AstralBench is a carefully curated subset of 50 high-quality problems, selected for benchmarking model performance. Problems are sourced from IMOBench and Project Euler, with non-integer answers manually transformed into numeric-answer problems.

Source	Count	Transformed
IMOBench	46	20
Project Euler	4	4
Total	50	24

Model Performance on AstralBench:

Model	Accuracy
GPT-OSS-120B (public notebook)	9, 14, 13/50
GPT-OSS-120B (10h timeout)	15/50 (30%)

All models run in a Kaggle-identical Docker environment with no time limit. Problems that originally had symbolic or fraction answers are transformed via modular arithmetic and parameter changes while preserving their original complexity.

Training Results

We validated AstralMath-v1 by fine-tuning Qwen3-4B and gpt-oss-20b using supervised fine-tuning (SFT):

Model	Before	After	Setting
Qwen/Qwen3-4B-Thinking-2507	0	22, 23	1050 SFT steps, max length 40960, batch size 8, ~11h on 1x H100
openai/gpt-oss-20b	30	34	400 lora(rank 1, alpha 32) finetune steps, max length 50176, batch size 12, ~11.5h on 1x H100
More results coming soon

What Makes It Novel

Multi-Model TIR Solutions

Each question is solved independently by multiple frontier models, capturing diverse reasoning strategies and code patterns. This is not a single-model distillation dataset.

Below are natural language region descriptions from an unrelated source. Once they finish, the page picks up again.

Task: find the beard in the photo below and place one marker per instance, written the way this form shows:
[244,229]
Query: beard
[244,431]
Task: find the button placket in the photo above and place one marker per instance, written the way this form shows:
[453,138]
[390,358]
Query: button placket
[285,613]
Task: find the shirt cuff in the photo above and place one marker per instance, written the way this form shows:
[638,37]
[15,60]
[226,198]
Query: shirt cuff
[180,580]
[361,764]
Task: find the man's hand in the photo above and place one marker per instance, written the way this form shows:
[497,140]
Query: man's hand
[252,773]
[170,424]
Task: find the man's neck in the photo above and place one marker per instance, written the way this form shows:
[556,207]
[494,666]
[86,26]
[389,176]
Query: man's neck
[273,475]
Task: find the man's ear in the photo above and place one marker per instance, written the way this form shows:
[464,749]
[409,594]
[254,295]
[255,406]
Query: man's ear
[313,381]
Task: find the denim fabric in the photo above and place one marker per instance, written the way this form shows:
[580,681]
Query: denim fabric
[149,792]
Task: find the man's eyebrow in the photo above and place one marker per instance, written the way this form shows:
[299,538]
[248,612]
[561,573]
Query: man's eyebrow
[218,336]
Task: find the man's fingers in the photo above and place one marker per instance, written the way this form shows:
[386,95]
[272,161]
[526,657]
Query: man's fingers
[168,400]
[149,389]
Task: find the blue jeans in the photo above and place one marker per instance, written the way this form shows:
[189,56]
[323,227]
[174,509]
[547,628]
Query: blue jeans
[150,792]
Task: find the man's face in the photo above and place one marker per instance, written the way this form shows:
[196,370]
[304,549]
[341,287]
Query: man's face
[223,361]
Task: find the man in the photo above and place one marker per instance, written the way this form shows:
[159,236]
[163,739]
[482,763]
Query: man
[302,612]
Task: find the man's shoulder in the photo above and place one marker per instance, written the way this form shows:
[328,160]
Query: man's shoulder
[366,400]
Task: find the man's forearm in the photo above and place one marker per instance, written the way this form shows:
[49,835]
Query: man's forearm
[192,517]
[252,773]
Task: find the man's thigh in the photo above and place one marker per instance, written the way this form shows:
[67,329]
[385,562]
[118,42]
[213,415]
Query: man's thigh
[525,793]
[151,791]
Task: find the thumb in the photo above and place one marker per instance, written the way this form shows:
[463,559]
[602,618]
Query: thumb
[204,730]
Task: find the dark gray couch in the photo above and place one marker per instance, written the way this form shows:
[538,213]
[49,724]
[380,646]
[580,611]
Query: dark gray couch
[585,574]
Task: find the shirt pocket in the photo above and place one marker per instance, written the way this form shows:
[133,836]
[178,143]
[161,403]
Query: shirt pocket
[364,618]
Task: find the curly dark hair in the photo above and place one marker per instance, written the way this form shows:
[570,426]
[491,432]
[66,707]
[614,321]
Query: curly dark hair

Consensus-Verified Transforms

AIMO3-style transformations are validated through 12-run consensus, ensuring all transformed answers are computationally correct — not just plausible.

Rich Per-Datapoint Metadata

Every solution carries detailed metadata: generation config, execution timing, quality metrics — enabling difficulty-aware curriculum learning.

Execution Environment Parity

Solutions generated and verified in a Kaggle-identical Docker environment, ensuring code execution compatibility at competition time.